Diagnosis and treatment of orthopedic trauma
summary
One of my classmates studied medicine and orthopedics of trauma. After graduation, I went to work in the surgery department of a large hospital. Today, I'd like to introduce the knowledge of orthopedics of trauma.
Diagnosis and treatment of orthopedic trauma
First of all, orthopedics is a branch Department of surgery, orthopedics is divided into trauma orthopedics, orthopedics, trauma orthopedics is mainly for the treatment of various fractures, joint dislocation, spinal lesions, various joint injuries and so on. There are a lot of traumatic orthopedic treatment projects, general traumatic fractures will be in the Department of traumatic orthopedics.

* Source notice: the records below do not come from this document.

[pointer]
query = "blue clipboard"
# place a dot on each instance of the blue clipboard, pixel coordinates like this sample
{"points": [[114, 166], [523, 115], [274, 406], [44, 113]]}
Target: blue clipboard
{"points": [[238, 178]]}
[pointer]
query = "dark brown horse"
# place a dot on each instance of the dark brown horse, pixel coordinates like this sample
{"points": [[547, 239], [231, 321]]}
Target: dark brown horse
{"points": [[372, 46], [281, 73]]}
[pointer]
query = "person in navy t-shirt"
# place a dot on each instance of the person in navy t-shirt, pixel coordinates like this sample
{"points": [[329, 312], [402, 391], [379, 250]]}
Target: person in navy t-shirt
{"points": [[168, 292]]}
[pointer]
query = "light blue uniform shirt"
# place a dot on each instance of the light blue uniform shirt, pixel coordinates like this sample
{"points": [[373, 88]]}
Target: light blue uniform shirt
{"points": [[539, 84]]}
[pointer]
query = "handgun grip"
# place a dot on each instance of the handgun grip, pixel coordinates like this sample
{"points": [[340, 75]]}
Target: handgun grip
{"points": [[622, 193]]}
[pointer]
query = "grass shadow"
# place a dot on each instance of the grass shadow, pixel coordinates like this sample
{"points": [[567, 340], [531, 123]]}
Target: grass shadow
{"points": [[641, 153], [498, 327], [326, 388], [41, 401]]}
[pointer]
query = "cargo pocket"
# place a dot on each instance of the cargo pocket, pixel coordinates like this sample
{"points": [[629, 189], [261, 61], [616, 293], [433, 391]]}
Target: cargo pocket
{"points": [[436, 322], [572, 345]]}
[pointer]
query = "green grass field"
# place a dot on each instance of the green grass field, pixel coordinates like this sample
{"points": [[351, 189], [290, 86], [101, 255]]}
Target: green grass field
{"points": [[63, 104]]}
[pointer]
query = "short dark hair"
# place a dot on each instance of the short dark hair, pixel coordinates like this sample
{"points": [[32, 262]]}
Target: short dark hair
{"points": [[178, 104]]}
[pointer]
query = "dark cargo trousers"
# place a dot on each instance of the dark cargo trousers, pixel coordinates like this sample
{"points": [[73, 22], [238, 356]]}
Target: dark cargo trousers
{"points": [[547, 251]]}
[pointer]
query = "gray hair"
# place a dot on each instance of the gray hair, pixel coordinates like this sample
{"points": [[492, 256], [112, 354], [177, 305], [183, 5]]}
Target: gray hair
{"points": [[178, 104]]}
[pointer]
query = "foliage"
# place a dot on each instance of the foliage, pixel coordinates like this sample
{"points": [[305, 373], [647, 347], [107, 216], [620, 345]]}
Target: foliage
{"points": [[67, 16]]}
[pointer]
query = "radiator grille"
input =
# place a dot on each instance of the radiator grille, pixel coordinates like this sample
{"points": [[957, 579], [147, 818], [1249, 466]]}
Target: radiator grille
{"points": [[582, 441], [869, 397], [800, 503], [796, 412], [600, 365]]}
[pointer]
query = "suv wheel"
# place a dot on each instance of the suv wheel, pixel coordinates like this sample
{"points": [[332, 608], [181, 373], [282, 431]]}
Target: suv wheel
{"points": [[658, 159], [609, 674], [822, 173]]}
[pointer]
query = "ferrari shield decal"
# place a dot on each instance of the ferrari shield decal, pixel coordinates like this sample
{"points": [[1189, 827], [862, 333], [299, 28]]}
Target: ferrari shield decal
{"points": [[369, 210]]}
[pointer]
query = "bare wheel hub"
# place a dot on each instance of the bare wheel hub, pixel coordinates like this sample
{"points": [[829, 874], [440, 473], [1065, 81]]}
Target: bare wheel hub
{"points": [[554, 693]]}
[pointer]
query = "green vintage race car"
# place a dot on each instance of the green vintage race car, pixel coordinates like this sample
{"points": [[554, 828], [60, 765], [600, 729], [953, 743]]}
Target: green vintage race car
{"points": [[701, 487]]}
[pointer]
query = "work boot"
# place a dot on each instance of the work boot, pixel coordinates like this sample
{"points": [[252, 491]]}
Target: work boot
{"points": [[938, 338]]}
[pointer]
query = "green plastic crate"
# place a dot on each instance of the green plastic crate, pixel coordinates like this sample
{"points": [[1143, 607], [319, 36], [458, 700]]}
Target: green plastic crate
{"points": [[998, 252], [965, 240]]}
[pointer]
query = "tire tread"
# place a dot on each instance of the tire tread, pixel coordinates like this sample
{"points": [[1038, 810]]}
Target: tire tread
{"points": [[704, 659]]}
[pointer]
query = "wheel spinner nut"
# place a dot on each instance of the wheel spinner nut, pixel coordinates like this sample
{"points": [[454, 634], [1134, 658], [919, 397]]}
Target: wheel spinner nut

Second, orthopedics department of trauma specializes in the treatment of patellar fracture, ulnar nerve injury, congenital coxa vara, replantation of severed fingers, interphalangeal neuralgia, fracture of posterolateral talar tubercle, thumb reconstruction, congenital absence of tibia, stiffness, infectious costochondritis, temporomandibular joint ankylosis, rheumatic fever, orbital blowout fracture, popliteal tendonitis, metatarsophalangeal joint pain, posterior tibial neuralgia, anterior Achilles tendon cystitis, fibromyalgia, bursitis, Infectious arthritis, scaphoid osteochondrosis, postural lumbocrural pain, Wright's syndrome, burning neuralgia, fibromyalgia syndrome, etc.
Third, trauma orthopedics can treat many diseases. In fact, as long as calcaneal trauma can be treated, including other bone diseases, it is not good to tell you what diseases to treat, because there are many kinds of diseases, such as general bone fall, bone fracture, etc., which can be treated. The specific treatment depends on the Department Construction of different hospitals, and there is no absolute limit.
matters needing attention
The length and width of the splint should be appropriate. Too wide can not be fixed firmly, too narrow easy to cause skin necrosis. Splint should account for four fifths of limb circumference. The fixed pad should be placed reasonably and the position should be accurate. Before using splint, it is necessary to judge the injury of nerves and blood vessels of patients accurately so as to facilitate observation. The strap should be flexible and the knot should be moved up and down 1 cm. Plan to guide patients to do functional exercise, and ask patients to visit again at any time.